Vanx wasn’t finishing anything for him, or was he? Either way, the wizard led them back to the zwaralan at a double clip.
It turned out that Vanx couldn’t grasp the kind of magic the master wizard’s healing spell was formed of, but he had an idea of how to use the Paragon’s true name. It was one of the Hoar Witch’s spells he’d remembered, and now he was eager to be teleported to the Trigon citadel, so that he could try to cast it.
He hadn’t seen Zeezle in the mirror, which disturbed him. He wanted to save him, too. Zeezle was his oldest friend, but the dragons needed him immediately, and Zeezle would want him to save them first anyw
ay. They were not the typical inbred type of dragon these fools were used to dealing with. If they survived the gooey blue muck and all the spells they were bombarded with when they came through, they would be formidable.
He could only hope they could all stay alive until he got there.

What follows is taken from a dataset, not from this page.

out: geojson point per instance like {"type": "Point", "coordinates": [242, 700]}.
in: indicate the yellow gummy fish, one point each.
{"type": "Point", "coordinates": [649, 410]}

Vanx sat and sipped as he waited for the master wizard. The curiosity of how the Paragon had anticipated, down to a certainty, the moment when Zeezle and the others would arrive kept gnawing at the back of his mind. Then the master wizard returned with a map, of all things.
“If you save your friends, or even if you can’t,” the wizard interrupted Vanx’s train of thought, “you’ll want this.”
He gave Vanx the map. It showed the Trigon’s three-towered citadel complex amid a rather large cluster of buildings, with some mountains off to the west. This city was easily twenty times the size of Flotsam, and that was saying something. Hell, the city was almost as big as the whole Isle of Zyth.
“See here.” The wizard traced a line with his finger. A red glow stayed on the page, and he gave a wink, as if that were high magic at work.
Vanx had to admit it was pretty amazing how the line now moved with the page, as if it had been drawn with ink, but already it was starting to fade away. Vanx found himself impressed by the minor spell, and its usage, and wondered briefly why none of his Zythian masters had ever used it.
“The Paragon can no longer go west of that line, but his minions can. Here…” The wizard made a small “x” over a similarly marked “x” on the map. “Here lies the Emerald Earth Stone, placed deep in an old cart mine a few eons ago by a friend. It will be heavily warded, for he was a trickster in those days, but if one were to unleash the full power of the Earth Stone, and destroy it at the altar dais centered between those towers, one might be able to heal the festering infection the Trigon has turned out to be, for all of time.”